Pasangan USD/JPY Bergerak Naik Dalam Koridor Revisi

Dalam perdagangan hari ini kemarin pasangan USD/JPY turun ke posisi paling rendah dari sejak 8 Maret, berada di bawah angka 104.00 memasuki paruh pertama pada session perdagangan, tapi kembali pada jalur memasuki paruh ke-2 di hari itu juga.

USD/JPY bergerak naik sesudah mencatatkan pengurangan selama lima hari secara berturut-turut.Pasangan tersebut memang mengalami peningkatan naik pada kemarin malam.

Selain itu pernah meraih posisi paling tinggi angka 104.84. Akan tetapi jangan begitu cepat putuskan jika pasangan USD/JPY telah bullish.

Saat ini masih dalam koridor bearish.

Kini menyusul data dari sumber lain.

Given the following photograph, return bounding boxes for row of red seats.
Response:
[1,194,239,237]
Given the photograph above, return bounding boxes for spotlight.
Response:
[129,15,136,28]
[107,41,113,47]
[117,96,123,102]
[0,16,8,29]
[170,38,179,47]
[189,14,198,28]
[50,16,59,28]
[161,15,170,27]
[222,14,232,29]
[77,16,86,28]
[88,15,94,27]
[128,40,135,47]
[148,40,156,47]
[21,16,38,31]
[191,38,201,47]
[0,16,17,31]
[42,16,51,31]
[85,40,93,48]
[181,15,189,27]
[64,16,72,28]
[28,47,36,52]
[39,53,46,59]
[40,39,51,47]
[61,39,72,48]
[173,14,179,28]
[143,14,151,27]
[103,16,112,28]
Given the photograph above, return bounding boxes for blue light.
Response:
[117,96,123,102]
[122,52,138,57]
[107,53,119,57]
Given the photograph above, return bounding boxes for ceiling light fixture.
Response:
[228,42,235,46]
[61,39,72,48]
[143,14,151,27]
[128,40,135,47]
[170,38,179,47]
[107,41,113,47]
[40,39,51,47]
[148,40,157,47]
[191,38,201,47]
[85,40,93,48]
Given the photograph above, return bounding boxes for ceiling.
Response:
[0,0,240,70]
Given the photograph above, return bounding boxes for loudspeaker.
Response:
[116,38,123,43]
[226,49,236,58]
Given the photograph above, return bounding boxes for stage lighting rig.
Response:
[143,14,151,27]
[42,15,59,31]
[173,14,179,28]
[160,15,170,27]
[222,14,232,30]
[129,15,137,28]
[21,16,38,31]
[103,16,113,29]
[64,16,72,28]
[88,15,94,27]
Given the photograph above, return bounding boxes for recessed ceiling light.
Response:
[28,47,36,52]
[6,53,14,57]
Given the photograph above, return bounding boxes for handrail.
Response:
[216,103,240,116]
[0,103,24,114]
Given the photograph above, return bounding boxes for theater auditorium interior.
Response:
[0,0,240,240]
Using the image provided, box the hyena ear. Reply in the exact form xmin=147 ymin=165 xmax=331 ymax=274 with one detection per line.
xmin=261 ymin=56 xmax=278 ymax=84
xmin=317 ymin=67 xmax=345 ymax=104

Peningkatan pasangan USD/JPY kesempatan ini bias dikatakan akan mengalami revisi dalam waktu yang singkat saja, minimal sudah ada yang nampak.

Dollar AS memperoleh kembali posisi safe-haven memasuki perdagangan hari senin, serta bertambahnya ketidakpastian yang ada di pasar tentang pandemi virus corona.

Membaiknya kondisi ekonomi serta beberapa langkah rangsangan AS, menggerakkan greenback, berlanjut dengan menggerakkan pasangan USD/JPY ke posisi yang semakin tinggi.

Perkiraan Lockdown Diterapkan Kembali

Kecemasan terhadap beberapa langkah lockdown di Eropa, yang disebabkan jumlah peningkatan harian secara terus-terusan dalam masalah virus corona, tingkatkan kecemasan perkembangan global lebih memberatkan sentimen pasar yang beresiko.

Sentimen risk-off bertambah, serta dollar AS mendapatkan pergerakan positif sebab posisi safe-haven memberi dukungan terhadap pasangan USD/JPY.

Sesuai keterangan dari badan kesehatan AS, Pusat Pengaturan serta Penjagaan Penyakit mengingatkan jika COVID-19 bisa menular melalui partikel di udara, serta ventilasi yang kurang baik akan menjadipeluang bertambahnya penyebaran virus.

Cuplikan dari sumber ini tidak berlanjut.